Raymond Miller was especially interesting, on how by 2011 36% of voters will have known nothing but MMP. His paper had lots of polling data about attitudes to MMP broken down by various demographics.
Constitutional Law expert Professor Philip Joseph is now speaking on future constitutional challenges. He is outling five changes under MMP.
- Indirect election of Governments. The public used to effectively elect the Government, and it would be known within a couple of hours of election night. Now the effect is to elect a Parliament and Parliament spends a few weeks negotiating a Government. He emphaised this means the public are often surprised by the Government that emerges such as Nat/NZF in 1996 and in 2005 Labour campaigned with the Greens but ended up appointing Peters and Dunne as Ministers – something no-one would have expected before the election.
- Government formation. Only in 1999 was the shape of the Government known on the night as Labour and Alliance got 63 seats on election night and had said they would go into coalition together. Ironically they shrank to 59 seats when the Greens later qualified for representation.
- Minority coalition Government. Four of the five coalition Governments have been minority Governments. Only National-NZF was a majority Government.
- Collective responsibility. MMP has shown that collective responsibility is not a constitutional convention but merely a rule of pragmatic politics.
- Government and Opposition reconfigured. These labels are more flexible now.
Joseph then touched on the issue of the Maori seats. He asserted that retaining the seats will inflate the parliamentary representation of Maori beyond their relative population base and will create a permament overhang that will skew MMP proportionality.
Professor Joseph pointed out there are currently 22 MPs of Maori descent, representing 19% of Parliament – well above the 14% of the general population that Maori comprise. Eliminating the Maori seats would have Maori make up 12.4% of Parliament, only 1.4% below their population share and hethinks the 2008 election will see even that small gap disappear – without relying on the Maori seats.
He also touched on the possibility of overhang in the Maori seats leading to a situation where National might get 50.1% of the vote, but be unable to form a Government due to the increased size of Parliament. This would create considerable resentment and a backlash.
Another challenge Joseph alluded to is that one day there will not be enough list seats to ensure proportionality. So long as the NI populations grows faster than the SI, then every five years the number of electorate seats will increase, and the number of list seats diminish. Already under MMP the number of list seats has fallen from 55 to 50.

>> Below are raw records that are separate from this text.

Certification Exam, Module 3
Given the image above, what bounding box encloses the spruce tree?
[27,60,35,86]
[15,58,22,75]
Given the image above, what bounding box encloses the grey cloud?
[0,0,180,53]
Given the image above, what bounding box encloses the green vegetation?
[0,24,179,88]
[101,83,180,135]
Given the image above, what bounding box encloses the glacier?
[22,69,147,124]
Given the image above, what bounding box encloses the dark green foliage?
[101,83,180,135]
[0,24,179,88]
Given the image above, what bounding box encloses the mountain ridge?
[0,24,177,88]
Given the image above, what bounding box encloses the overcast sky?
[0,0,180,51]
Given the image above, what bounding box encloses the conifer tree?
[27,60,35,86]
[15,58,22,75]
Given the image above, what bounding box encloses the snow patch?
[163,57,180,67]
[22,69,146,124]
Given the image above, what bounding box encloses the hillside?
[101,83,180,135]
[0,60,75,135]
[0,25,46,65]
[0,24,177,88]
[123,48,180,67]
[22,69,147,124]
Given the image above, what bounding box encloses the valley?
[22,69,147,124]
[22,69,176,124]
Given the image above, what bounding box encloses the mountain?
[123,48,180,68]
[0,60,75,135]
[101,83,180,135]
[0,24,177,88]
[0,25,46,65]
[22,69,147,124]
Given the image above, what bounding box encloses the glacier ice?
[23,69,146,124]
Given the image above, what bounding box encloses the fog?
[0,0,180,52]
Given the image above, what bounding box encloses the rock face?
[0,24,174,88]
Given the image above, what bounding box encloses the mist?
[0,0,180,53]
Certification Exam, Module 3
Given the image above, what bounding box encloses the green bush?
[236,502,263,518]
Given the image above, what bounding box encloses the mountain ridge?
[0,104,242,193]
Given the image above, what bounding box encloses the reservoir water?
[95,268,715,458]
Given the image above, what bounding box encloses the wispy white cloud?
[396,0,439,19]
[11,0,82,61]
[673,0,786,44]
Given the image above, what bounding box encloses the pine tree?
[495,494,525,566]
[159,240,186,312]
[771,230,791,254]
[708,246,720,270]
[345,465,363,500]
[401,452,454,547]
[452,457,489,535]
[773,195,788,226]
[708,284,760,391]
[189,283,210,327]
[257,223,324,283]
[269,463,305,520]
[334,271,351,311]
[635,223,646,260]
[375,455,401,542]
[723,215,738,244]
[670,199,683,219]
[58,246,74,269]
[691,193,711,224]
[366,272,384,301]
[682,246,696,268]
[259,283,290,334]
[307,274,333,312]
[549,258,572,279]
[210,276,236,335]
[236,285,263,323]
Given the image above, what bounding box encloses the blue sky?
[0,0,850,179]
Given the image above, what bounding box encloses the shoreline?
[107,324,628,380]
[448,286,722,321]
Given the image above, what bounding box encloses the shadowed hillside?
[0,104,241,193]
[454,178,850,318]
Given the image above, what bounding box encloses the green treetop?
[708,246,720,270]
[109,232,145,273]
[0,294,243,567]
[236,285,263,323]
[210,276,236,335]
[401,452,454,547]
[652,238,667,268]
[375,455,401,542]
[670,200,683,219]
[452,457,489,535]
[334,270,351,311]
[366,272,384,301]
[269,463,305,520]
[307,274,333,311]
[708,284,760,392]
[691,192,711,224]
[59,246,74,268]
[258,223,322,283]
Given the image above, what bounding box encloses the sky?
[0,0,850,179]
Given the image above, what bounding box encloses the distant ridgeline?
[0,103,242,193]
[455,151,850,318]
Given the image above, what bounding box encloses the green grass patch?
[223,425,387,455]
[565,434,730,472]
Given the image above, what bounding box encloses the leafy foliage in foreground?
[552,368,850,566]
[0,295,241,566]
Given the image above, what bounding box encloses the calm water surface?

Three solutions are identified:
- Increase the size of the House to greater than 120
- Abolish the Maori seats, and have seven more list seats
- Reduce the number of electorates, which will increase the size of the largest electorates considerably
Finally Joseph looks at whether MMP will survive in light of National’s referendum pledge. He thinks it will as he doubts National will get the numbers in Parliament, even if they form the Government, to have the referenda.
Nigel Roberts is now talking on the alternatives to MMP. He is doing what I in fact did on my blog some weeks ago, and look at what would have been the results of the four MMP elections if done under MMP.
Roberts identified five problems with MMP as he sees it:
- One seat threshold
- Treating minor parties and independents differently
- Overhang
- Closed Lists
- Backdoor MPs
He pointed out you can fix these without a referendum – only need for changing the system.
Says one seat threshold is unfair. Christian Coalition got no seats on 4.3% in 1996 yet NZ First got five seats on 4.3% in 1999.
With issue 5, could do as in Wales and people can be an electorate candidate or list candidate – but not both.